No lo se. No tengo ni idea. Tal vez fuera tan rápido que cuando quisimos darnos cuenta ya lo teníamos encima. Y por eso algunos dirán que no hay vuelta atrás, que los tiempos cambian y que el turismo es el motor de la economía pitiusa y que sin él morimos. Pero sin poner en duda esta afirmación también sería bueno darnos cuenta que una economía que devora su entorno es una economía que se muere. No se trata de cerrar puertas ni de vivir del recuerdo sino de preguntarnos si este es el modelo que queremos, si este ritmo es sostenible y, sobre todo, si queremos seguir así.

Las instituciones aseguran que hacen esfuerzos para dar la vuelta a la tortilla pero muchas veces parecen ir a remolque de los intereses privados. Porque mientras se discute sobre ordenación del territorio o sobre saturación sigue habiendo miles de coches que inundan la isla cada día. Porque mientras se habla de crear viviendas a precios asequibles surgen más promociones de lujo al alcance de muy pocos bolsillos. Porque mientras se nos promete sostenibilidad, los vertidos al mar continúan y la calidad del agua empeora verano tras verano. El sistema está colapsado y lo peor es que parece que nos hemos acostumbrado.

Por eso exposiciones como ‘Años 80. La Ibiza que desaparecía’ en Sa Nostra Sala son tan necesarias. Nos obligan a recordar ,y recordar es el primer paso para reaccionar. No para vivir en el pasado, sino para tener una brújula que nos marque el camino y para saber qué es lo que queremos proteger. Para preguntarnos qué tipo de Ibiza queremos dentro de 15 años y ser conscientes de que si no cambiamos el rumbo, lo que perderemos no será solo la autenticidad de la isla, sino su habitabilidad misma.

Quizá no podamos volver a aquella Ibiza de los 80 que Löffler retrató con tanto respeto. Pero sí podemos dejar de destruir la que nos queda con políticas valientes, decisiones coherentes, límites al turismo desmedido, protección del medio ambiente, vivienda digna, transporte público eficiente, y respeto por la identidad que hizo a esta isla tan especial. Y sobre todo por recordar que Ibiza no es solo una marca ni un destino sino un hogar y que está en nuestras manos decidir si queremos seguir viviendo en ella… o solo visitándola como si ya no nos perteneciera.

2 comentarios

yat yat | Hace 4 meses

Ángel TorresAqui uno q llegò a la isla hace 55 años, con una semana de edad.. y sí, la isla se ha convertido en patio blanqueador de mil mafias y fondos de inversiòn. La gran pregunta es cuàl es el % actual de los millones d € q se generan en la isla se quedan en la isla??? O cuàl es el % de negocios aún en manos de familias locales? O por qué parece q nuestras autoridades no aplican las leyes q podrian salvar el futuro de la mayoria de residentes y parecen màs dedicados a lo propio q a lo público? Por curiosidad.. cuanto agentes, funcionarios o inspectores hay en la isla para denunciar irregularidades urbanìsticas y/o de alquiler ilegal y cuántas denuncias han puesto este año?

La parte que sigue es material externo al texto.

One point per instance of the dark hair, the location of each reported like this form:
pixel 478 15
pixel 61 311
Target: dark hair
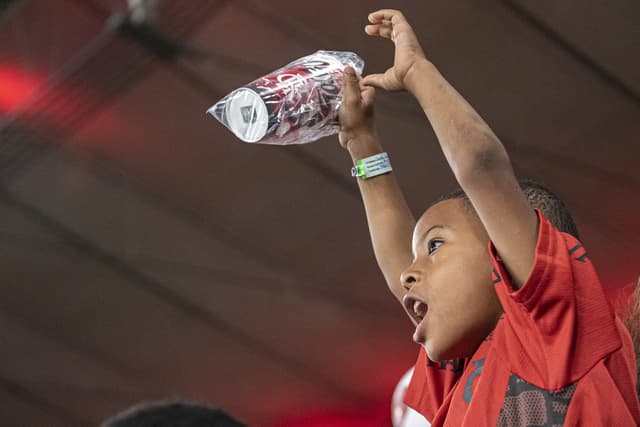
pixel 172 414
pixel 540 197
pixel 631 317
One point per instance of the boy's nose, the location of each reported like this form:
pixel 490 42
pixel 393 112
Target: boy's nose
pixel 409 278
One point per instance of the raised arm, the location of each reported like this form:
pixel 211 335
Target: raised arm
pixel 389 218
pixel 476 156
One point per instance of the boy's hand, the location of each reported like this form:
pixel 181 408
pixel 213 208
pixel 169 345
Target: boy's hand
pixel 392 24
pixel 356 110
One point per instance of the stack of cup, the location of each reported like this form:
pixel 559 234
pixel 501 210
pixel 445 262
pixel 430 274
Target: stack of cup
pixel 295 104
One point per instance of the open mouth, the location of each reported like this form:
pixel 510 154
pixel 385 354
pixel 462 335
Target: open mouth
pixel 417 309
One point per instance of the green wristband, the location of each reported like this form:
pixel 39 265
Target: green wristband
pixel 371 166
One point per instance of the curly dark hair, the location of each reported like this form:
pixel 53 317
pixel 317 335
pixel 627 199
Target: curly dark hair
pixel 540 197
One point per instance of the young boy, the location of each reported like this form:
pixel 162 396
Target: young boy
pixel 519 334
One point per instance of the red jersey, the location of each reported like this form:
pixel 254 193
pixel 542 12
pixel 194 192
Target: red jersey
pixel 558 356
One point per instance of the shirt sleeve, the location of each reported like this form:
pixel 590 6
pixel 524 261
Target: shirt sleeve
pixel 559 324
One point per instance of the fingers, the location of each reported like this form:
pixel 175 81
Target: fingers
pixel 350 87
pixel 393 16
pixel 382 30
pixel 375 80
pixel 383 23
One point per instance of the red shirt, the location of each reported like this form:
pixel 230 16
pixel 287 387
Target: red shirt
pixel 558 356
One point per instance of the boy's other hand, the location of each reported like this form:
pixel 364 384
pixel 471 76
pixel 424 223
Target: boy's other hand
pixel 392 24
pixel 356 110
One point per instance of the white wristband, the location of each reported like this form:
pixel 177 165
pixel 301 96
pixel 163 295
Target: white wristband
pixel 371 166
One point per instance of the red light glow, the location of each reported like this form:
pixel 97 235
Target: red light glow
pixel 15 87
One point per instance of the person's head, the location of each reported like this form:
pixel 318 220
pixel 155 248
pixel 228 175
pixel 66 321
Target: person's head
pixel 450 276
pixel 171 414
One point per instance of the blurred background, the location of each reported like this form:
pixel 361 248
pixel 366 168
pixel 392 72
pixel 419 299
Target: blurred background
pixel 145 252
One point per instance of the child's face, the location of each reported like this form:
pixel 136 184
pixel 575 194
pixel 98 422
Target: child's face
pixel 451 278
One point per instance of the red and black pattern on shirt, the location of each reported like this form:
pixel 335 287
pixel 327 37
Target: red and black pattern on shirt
pixel 526 405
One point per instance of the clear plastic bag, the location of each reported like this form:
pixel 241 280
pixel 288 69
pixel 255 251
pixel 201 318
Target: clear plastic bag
pixel 295 104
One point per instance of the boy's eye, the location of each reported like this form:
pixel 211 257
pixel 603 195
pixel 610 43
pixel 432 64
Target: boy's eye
pixel 433 244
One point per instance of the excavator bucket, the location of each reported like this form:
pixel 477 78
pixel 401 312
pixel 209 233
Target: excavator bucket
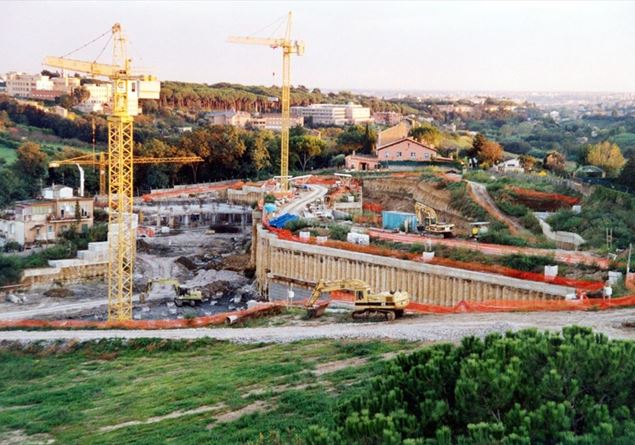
pixel 317 310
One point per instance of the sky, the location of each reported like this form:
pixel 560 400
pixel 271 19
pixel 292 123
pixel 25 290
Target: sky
pixel 355 45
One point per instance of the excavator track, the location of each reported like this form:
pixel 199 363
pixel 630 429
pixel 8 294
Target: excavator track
pixel 371 314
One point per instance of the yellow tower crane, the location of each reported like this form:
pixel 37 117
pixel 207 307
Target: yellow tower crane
pixel 101 160
pixel 127 88
pixel 288 47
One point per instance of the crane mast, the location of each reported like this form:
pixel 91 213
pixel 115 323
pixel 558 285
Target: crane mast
pixel 121 219
pixel 288 47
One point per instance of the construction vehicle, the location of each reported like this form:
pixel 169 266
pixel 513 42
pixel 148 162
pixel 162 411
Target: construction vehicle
pixel 368 305
pixel 127 89
pixel 183 295
pixel 428 221
pixel 288 47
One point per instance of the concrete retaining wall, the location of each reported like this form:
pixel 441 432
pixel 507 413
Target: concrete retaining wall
pixel 426 283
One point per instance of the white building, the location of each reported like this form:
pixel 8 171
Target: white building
pixel 21 84
pixel 321 114
pixel 100 95
pixel 356 114
pixel 333 114
pixel 228 117
pixel 273 121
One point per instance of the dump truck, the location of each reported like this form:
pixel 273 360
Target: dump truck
pixel 368 305
pixel 428 222
pixel 183 295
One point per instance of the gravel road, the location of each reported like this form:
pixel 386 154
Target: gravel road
pixel 428 328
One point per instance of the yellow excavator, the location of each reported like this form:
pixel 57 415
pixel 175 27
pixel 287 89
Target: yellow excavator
pixel 384 305
pixel 428 222
pixel 184 295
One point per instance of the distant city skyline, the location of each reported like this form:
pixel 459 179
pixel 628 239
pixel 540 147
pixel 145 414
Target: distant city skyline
pixel 390 46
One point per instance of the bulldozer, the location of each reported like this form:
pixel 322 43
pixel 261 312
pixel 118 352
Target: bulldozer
pixel 428 221
pixel 368 305
pixel 183 296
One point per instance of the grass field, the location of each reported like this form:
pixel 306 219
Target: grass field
pixel 179 392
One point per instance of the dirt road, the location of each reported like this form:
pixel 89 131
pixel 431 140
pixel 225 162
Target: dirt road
pixel 428 328
pixel 296 207
pixel 563 256
pixel 479 193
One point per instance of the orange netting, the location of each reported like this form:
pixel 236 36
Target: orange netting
pixel 579 285
pixel 197 322
pixel 322 180
pixel 371 219
pixel 372 207
pixel 463 306
pixel 544 196
pixel 173 193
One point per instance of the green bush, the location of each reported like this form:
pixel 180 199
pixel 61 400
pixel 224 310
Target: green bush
pixel 12 246
pixel 512 209
pixel 297 225
pixel 522 388
pixel 527 263
pixel 338 232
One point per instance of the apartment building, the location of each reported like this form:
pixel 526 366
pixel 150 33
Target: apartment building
pixel 21 84
pixel 333 114
pixel 100 97
pixel 44 220
pixel 273 121
pixel 228 117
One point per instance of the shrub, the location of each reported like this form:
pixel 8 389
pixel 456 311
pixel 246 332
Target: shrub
pixel 12 246
pixel 527 263
pixel 297 225
pixel 524 387
pixel 338 232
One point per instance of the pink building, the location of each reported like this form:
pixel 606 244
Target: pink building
pixel 406 149
pixel 361 162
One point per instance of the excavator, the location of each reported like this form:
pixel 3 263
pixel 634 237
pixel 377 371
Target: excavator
pixel 183 294
pixel 384 305
pixel 428 222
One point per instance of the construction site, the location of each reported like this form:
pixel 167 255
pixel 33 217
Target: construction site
pixel 317 275
pixel 354 239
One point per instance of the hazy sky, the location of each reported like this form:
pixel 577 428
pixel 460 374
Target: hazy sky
pixel 546 46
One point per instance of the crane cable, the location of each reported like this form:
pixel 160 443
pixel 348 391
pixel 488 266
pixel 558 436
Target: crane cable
pixel 89 43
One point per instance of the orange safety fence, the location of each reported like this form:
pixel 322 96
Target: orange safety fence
pixel 197 189
pixel 544 196
pixel 323 180
pixel 465 306
pixel 197 322
pixel 514 273
pixel 372 207
pixel 580 285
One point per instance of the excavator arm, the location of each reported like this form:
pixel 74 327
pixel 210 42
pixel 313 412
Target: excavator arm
pixel 425 214
pixel 330 286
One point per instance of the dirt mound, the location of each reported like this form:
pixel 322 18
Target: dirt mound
pixel 187 263
pixel 237 263
pixel 59 292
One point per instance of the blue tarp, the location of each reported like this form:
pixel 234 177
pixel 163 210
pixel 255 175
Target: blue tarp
pixel 397 220
pixel 270 207
pixel 282 220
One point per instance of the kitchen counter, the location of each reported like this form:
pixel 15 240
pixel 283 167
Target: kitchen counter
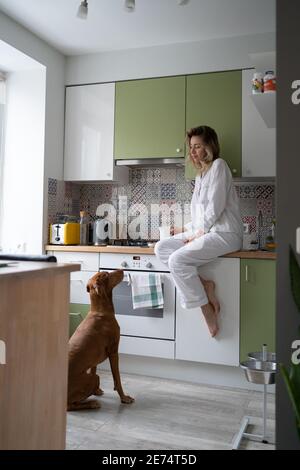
pixel 150 251
pixel 34 327
pixel 28 268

user Ángel Torres | Hace 5 meses

Coincido totalmente con lo expresado en el artículo. Es el mismo sentimiento que tengo yo. Soy ibicenco de más de ocho apellidos naturales de la isla y me ronda en la cabeza irme una temporada larga para desconectar y volver a normalizar la vida. Aquí el residente está normalizando situaciones, hechos y sentimientos antinaturales en relación a lo que es una vida en sociedad normal. Tengo el sentimiento que la isla se ha transformado en una especie de cárcel con un patio de recreo peligroso y carísimo.